I don't mean this as a slight so hopefully it comes out right but I think a lot of trainers will progress you faster than you really should in an attempt to hold students' attention or because they don't know any better. And it is easy to do with dogs like Gypsy or Summer who come by it naturally and don't ever have drive issues. But in my experience it can bite your butt later on if you want to start competing. 

I could go into a long thing about Summer and my first experiences with agility in Texas with our first 2 trainers and then starting over last year but I would make sure you're getting GOOD foundations, even if that means outside of class.

ETA: The basic jist is we started with a spring/summer of classes (4-5 months maybe?), learned the obstacles. A year later (no agility in between) ended up in Texas and started agility with a trainer who put us in the advanced class and running 1/2-full courses (which we could do) before I realized we hadn't covered foundations at all. It wasn't until ending up a year later with THAT trainer that I realized we had some trouble going on. I started back up here with Summer at age 8 in baby classes starting from scratch and it's going much smoother. 

The bang game is along the lines of the wobble board and skateboard. We use those plus also lately brushing up on closing doors- anything with movement and noise. The bang game- click and treat for the dog pushing down on the side of the teeter (or hopping on it like mine) and making it 'bang'. You raise the height so it bangs down harder. Then you go to a very low teeter and gradually raise it up. Our teeter is adjustable in height so you can control how much the dog drops on it.


----------



## GrinningDog (Mar 26, 2010)

No worries. I don't take it that way. Gypsy's gusto and prior training means we have been progressing very quickly at these intro levels. I am concerned, as we get into more elaborate sequences and eventually trialing, that our lack of foundations practice will burn us. 

Last session, in Beginner Agility, we split into a couple groups within the ring and worked on individual obstacles and small sequences. We would do, say, a set of weaves from different directions, handler on both sides. Next dog, next dog, next dog. Then we'd add in a couple jumps after the weaves. The dogs and handlers were in the ring the whole class.

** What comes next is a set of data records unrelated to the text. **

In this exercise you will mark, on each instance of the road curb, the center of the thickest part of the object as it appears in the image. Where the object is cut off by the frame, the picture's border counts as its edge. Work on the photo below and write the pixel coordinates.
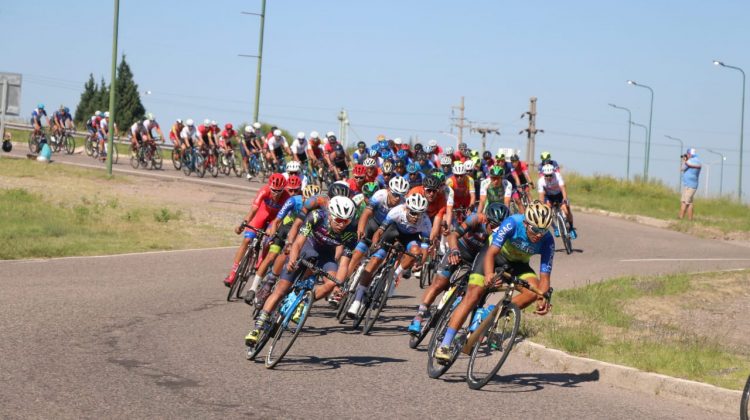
(690, 392)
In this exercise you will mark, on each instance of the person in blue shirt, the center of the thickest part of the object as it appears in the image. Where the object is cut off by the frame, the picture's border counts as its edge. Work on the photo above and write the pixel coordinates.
(691, 170)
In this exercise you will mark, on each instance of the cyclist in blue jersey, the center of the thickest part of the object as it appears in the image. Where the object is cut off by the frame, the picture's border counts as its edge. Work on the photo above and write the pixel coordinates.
(513, 243)
(464, 242)
(326, 233)
(407, 224)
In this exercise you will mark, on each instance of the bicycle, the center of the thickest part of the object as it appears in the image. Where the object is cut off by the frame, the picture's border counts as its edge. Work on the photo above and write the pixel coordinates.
(496, 335)
(562, 227)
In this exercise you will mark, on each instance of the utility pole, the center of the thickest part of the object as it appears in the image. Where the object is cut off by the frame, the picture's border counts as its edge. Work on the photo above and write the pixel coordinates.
(531, 132)
(484, 131)
(461, 124)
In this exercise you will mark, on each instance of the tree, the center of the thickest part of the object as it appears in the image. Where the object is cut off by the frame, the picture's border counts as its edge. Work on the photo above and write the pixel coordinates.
(85, 105)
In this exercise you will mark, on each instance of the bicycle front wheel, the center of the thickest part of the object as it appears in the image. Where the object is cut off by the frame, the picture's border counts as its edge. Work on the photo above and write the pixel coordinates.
(286, 334)
(493, 347)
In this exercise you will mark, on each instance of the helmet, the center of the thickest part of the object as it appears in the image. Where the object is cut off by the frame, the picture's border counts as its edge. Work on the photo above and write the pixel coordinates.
(416, 202)
(497, 170)
(293, 166)
(538, 215)
(339, 189)
(398, 185)
(310, 190)
(432, 182)
(496, 213)
(341, 207)
(277, 181)
(359, 170)
(293, 183)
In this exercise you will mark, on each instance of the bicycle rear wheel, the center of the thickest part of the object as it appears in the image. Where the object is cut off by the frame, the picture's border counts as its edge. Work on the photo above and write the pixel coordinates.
(286, 334)
(494, 346)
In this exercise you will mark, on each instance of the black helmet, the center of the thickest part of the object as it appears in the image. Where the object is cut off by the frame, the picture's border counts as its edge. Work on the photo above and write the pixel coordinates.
(431, 182)
(338, 189)
(496, 213)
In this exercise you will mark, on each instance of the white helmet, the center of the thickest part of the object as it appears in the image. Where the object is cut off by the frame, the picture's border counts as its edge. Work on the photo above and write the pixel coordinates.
(416, 202)
(398, 185)
(293, 166)
(341, 207)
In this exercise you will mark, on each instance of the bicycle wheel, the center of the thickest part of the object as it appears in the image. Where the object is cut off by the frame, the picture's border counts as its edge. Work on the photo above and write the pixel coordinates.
(494, 346)
(286, 334)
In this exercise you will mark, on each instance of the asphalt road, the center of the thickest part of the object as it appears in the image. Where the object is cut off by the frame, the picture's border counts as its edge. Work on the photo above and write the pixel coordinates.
(130, 336)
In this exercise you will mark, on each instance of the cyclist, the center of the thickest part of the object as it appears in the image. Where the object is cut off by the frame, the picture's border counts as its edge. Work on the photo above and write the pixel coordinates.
(512, 245)
(266, 205)
(495, 189)
(407, 224)
(277, 232)
(464, 242)
(327, 233)
(552, 190)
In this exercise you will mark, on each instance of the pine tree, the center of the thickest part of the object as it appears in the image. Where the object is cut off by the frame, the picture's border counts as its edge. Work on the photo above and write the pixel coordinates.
(85, 105)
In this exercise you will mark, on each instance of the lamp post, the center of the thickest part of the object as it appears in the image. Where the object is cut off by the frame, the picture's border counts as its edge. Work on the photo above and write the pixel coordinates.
(721, 177)
(650, 120)
(742, 121)
(682, 150)
(630, 120)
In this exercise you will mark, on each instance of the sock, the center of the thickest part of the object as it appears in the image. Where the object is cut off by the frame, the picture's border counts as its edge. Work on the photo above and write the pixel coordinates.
(448, 339)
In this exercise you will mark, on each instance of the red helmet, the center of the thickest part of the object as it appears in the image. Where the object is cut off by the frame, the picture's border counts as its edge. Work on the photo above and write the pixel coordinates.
(277, 181)
(294, 183)
(359, 170)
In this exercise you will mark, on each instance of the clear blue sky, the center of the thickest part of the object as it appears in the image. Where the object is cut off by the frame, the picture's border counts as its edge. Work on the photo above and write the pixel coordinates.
(398, 67)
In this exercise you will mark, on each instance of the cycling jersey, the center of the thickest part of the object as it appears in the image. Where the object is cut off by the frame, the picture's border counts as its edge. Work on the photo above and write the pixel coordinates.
(515, 245)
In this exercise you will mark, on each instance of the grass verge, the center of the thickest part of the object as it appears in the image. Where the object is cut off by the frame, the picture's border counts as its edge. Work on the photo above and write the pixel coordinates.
(680, 325)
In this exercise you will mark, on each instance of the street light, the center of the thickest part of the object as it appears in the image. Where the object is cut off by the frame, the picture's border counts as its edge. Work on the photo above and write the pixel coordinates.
(650, 120)
(721, 177)
(742, 121)
(630, 120)
(682, 148)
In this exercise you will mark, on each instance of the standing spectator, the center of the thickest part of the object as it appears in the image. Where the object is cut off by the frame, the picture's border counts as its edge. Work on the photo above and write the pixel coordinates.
(691, 170)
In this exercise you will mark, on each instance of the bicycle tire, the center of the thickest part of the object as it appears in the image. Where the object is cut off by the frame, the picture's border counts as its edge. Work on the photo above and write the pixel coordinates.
(485, 346)
(307, 300)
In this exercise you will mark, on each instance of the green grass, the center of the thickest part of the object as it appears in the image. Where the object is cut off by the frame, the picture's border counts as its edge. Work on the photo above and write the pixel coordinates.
(598, 321)
(654, 199)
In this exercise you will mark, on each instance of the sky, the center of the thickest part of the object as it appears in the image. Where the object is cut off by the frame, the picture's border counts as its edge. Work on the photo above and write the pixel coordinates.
(400, 67)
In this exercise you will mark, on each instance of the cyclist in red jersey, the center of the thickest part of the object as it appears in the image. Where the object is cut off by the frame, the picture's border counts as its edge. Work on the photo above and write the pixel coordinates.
(266, 205)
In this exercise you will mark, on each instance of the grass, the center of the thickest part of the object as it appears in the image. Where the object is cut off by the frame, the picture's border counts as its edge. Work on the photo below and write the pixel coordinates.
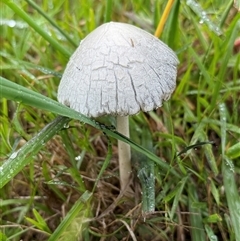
(59, 175)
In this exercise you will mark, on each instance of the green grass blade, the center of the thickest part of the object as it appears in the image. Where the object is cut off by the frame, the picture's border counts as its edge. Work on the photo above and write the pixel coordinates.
(51, 21)
(25, 154)
(196, 221)
(36, 27)
(228, 171)
(76, 218)
(15, 92)
(233, 198)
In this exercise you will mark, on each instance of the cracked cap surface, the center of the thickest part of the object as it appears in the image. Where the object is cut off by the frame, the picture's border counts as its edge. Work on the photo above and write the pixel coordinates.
(118, 69)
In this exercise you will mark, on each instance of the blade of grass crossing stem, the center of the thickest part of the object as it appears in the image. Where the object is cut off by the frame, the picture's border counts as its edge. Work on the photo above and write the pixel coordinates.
(24, 155)
(75, 221)
(21, 94)
(52, 22)
(108, 11)
(146, 174)
(28, 19)
(233, 198)
(105, 164)
(196, 221)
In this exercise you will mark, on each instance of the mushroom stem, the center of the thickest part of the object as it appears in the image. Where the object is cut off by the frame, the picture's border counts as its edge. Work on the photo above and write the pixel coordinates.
(124, 153)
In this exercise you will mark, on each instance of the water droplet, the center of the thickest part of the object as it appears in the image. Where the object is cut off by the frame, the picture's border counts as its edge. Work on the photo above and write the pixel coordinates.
(13, 155)
(78, 158)
(66, 126)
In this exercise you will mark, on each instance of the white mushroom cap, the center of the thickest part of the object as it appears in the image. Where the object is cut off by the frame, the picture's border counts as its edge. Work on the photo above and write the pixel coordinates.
(118, 69)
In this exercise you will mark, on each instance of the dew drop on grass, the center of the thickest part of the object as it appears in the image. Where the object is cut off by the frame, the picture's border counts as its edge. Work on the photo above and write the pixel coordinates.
(13, 155)
(66, 126)
(78, 158)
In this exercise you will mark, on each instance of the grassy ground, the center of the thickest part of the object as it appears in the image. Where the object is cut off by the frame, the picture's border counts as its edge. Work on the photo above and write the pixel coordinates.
(63, 183)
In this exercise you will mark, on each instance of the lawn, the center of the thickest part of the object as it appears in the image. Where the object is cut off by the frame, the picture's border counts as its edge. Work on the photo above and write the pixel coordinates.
(59, 173)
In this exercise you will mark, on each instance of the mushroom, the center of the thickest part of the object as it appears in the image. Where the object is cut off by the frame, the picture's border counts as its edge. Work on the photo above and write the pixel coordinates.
(119, 70)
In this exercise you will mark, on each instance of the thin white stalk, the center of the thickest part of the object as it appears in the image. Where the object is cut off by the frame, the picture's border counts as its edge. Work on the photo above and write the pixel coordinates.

This session is a LOT different. One dog, one handler, and the trainer in the ring at a time. We run though a 4+ obstacle sequence until we get it right. Gypsy, while definitely high drive in the other session, is absolutely insane in this one. There's a lot more down-time, so when she finally gets in the ring, it's OMGYAYBARKBARKLEAPTUGSPANBAAARK. I'm a ton more nervous too, though I try to stay calm for her. I dunno. We're only two classes into this session, so it might change, but I'm not liking her performance in this session as compared to the last one. And I'm not sure why.

I like this CPE facility, the trainers, and the people a lot. I am debating, though, picking up an agility class at the local AKC facility for additional practice, especially with the foundations. A second agility class would be instead of the AKC rally, which I'd also contemplated. I've decided I definitely enjoy agility and want to stick with it. Do you think a second class would be beneficial?

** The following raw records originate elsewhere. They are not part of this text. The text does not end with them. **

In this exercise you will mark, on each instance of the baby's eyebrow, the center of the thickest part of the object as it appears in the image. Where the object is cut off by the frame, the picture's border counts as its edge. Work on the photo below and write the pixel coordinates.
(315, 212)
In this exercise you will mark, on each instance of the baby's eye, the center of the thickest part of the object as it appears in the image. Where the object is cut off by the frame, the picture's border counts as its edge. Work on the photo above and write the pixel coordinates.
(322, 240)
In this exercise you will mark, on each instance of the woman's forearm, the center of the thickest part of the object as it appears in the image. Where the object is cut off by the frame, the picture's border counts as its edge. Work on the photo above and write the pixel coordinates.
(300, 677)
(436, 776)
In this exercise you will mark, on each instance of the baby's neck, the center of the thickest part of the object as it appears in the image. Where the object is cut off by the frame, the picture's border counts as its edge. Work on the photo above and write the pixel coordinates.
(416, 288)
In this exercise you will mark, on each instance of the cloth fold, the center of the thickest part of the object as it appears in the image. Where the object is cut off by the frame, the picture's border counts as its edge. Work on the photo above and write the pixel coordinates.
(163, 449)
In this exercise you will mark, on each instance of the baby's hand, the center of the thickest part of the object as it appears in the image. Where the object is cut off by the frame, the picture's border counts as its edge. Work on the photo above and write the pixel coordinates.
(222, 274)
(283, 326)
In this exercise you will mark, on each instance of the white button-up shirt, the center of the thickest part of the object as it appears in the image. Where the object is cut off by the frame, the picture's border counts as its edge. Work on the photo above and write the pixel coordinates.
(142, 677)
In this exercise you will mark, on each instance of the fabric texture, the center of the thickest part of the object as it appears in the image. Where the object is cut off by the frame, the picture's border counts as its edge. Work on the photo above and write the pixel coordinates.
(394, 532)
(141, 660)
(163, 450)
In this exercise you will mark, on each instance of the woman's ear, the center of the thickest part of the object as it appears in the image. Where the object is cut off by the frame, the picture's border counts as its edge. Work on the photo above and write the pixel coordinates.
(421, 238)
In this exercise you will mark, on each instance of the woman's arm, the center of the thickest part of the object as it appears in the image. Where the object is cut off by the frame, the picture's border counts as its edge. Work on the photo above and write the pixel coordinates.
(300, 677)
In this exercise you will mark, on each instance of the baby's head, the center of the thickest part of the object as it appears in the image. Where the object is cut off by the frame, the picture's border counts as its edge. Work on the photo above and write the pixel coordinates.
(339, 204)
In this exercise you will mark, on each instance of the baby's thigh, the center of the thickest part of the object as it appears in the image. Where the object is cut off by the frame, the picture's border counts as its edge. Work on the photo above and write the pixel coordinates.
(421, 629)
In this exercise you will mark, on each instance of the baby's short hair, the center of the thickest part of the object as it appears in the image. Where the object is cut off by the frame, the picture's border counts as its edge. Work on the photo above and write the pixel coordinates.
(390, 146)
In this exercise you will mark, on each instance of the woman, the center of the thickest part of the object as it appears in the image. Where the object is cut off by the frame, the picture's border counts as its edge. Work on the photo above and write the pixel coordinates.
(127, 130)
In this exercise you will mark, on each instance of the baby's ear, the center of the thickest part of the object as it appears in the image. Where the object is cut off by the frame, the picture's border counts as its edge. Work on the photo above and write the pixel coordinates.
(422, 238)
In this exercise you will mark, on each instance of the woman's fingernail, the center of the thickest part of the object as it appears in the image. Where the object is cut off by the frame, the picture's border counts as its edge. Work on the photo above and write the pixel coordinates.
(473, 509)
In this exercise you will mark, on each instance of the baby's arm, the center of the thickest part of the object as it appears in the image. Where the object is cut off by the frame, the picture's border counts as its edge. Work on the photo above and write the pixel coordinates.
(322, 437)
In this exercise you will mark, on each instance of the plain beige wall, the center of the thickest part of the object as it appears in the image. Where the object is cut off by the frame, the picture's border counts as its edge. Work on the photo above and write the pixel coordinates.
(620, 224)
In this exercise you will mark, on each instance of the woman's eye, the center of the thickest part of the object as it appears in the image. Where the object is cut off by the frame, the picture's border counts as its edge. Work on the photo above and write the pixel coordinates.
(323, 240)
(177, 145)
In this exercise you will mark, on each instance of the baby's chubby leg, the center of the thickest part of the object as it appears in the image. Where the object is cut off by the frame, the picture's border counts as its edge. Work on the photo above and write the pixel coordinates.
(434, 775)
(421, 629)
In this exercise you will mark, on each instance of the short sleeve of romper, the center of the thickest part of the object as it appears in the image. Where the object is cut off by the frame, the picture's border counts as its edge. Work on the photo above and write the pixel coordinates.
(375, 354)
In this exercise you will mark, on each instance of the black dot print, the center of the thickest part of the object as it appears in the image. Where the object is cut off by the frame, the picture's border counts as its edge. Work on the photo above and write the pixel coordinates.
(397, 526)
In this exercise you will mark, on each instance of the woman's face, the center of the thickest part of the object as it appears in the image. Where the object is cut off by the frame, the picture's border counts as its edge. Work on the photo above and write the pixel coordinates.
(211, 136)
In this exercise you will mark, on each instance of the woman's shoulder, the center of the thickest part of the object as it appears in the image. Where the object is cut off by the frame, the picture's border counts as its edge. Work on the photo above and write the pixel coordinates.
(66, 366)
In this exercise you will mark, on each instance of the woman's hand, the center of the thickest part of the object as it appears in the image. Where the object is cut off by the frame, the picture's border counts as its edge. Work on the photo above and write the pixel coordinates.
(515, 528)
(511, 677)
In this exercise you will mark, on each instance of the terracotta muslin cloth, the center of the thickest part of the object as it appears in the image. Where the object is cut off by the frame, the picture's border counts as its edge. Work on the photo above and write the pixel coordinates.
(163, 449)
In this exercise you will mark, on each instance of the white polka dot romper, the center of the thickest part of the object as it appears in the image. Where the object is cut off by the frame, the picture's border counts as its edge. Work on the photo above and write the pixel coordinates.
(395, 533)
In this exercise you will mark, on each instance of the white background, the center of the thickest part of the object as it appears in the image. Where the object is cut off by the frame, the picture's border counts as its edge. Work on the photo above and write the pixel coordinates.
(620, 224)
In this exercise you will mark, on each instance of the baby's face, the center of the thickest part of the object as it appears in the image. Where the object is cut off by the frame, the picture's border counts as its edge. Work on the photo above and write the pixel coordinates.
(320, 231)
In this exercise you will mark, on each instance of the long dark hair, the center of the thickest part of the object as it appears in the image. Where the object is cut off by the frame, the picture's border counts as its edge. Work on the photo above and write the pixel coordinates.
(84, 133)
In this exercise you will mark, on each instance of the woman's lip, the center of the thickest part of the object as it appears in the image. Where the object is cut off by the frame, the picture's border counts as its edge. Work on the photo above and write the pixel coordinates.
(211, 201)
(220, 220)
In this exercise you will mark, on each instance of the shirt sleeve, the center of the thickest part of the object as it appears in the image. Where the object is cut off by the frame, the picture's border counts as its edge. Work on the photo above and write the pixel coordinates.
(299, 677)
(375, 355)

The bang game is a great idea. The agility book I'm reading suggests something similar, involving treats for a noise, like knocking down blocks. Bet I could find a cheap skateboard and some cardboard kid blocks and work on motion + noise + reward.


----------



## Laurelin (Nov 2, 2006)

Oh good, I'm glad it wasn't taken the wrong way. I am still glad I took those classes because they started me on this journey and everyone has to go through it a little differently. 

Anyways, I am lucky that Summer straddles right on the line of having great drive and also not being insane. She's fast and I never have to coach her up but she's not where I have to worry about her going flying off course much. Generally when she does I'm signaling her the wrong way. She's also 9 though so has slowed down some since her early years. She's a fantastic dog to learn on- saves my butt all the time! LOL

To me it sounds like Gypsy might need some work back down at a lower level just controlling herself. For really action-driven dogs it is ime harder to get them to calm down than actually you know... DO the stuff. 

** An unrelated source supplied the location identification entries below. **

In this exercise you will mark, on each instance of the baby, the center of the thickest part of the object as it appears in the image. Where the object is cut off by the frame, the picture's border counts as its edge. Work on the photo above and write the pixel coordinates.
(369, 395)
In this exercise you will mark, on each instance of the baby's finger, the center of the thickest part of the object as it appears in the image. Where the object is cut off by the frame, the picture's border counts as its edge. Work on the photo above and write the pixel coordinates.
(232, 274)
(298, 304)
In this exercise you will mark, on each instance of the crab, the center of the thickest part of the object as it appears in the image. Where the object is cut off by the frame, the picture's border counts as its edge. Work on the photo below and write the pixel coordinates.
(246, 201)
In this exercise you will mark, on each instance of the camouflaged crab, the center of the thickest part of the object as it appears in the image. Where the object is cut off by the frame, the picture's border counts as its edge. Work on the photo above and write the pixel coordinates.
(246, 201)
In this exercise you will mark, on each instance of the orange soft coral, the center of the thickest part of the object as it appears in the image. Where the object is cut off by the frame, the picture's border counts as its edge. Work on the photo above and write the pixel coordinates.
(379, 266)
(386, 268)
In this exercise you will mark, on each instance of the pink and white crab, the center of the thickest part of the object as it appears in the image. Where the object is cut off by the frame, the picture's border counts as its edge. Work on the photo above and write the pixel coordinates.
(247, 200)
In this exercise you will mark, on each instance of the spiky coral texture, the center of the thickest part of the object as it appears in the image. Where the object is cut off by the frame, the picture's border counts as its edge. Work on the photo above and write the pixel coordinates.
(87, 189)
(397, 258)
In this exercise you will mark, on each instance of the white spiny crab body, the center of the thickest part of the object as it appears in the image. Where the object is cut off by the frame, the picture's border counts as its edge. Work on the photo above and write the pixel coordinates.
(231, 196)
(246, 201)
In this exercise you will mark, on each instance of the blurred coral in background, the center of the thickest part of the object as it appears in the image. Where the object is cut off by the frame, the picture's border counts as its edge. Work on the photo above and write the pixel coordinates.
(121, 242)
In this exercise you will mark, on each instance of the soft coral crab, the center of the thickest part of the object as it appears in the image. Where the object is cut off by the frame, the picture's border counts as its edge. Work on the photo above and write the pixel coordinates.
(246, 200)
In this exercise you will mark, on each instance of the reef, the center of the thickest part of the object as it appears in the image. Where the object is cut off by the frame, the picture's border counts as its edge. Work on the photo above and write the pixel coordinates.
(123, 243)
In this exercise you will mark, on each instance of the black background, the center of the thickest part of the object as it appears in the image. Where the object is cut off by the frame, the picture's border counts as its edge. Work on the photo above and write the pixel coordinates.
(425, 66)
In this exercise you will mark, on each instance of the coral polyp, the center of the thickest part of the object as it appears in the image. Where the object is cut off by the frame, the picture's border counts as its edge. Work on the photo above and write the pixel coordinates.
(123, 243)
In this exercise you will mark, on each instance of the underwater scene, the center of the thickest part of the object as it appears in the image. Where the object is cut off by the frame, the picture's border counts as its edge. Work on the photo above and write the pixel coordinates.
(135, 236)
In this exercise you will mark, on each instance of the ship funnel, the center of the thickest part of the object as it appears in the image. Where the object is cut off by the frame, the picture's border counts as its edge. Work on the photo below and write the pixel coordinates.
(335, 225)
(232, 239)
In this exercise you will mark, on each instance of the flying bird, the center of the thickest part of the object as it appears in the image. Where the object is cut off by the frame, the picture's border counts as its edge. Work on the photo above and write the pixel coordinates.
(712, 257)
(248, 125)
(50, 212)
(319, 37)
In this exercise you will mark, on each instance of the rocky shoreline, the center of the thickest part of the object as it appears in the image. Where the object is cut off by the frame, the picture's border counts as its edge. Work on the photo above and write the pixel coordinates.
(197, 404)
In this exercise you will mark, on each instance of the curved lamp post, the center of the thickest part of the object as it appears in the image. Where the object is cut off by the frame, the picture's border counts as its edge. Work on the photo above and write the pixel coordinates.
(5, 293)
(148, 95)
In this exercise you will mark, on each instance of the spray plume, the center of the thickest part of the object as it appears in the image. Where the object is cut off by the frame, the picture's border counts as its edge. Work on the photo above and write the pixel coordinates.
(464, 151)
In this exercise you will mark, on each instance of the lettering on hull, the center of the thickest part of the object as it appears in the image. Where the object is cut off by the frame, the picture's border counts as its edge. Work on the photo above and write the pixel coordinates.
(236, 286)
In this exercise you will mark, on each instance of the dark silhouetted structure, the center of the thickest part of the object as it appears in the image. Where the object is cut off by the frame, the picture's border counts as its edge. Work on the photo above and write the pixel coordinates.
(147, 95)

I've thought about doing second classes but there's no real options for us at my place. The other good trainer only has like 3 nights of classes and they're long classes and they start too early across town for me to go home, get the dogs, then get there on time. I HAVE done multiple classes at once at the same facility (2 different trainers) and I like that a lot. They still teach things a little differently but overall it's similar. We did a distractions/teamwork class on the side and it was fantastic. More agility work but it was mostly focusing on keeping your dog with you through some very intense distractions (like other dogs out on the field, dancing people, people lying on the ground, squeaky toys being thrown, loud noises, etc).

1 on 1 is definitely more normal in my opinion. We have always crated dogs during class if you are not working. And yea the crating really amps my dogs up a lot.


----------



## Laurelin (Nov 2, 2006)

Another thought would be one of the foundation classes online or even recallers (Susan Garrett). I know a lot of people at my club take Trkman's foundations and my friend did recallers with her dog (he was shy/liked to run away) and loved it. Recallers isn't an 'agility' class though per say. I plan on doing some online puppy/foundations classes with Nextdog for sure. Our club sometimes has agility classes for 3-10 month olds but not all the time.


----------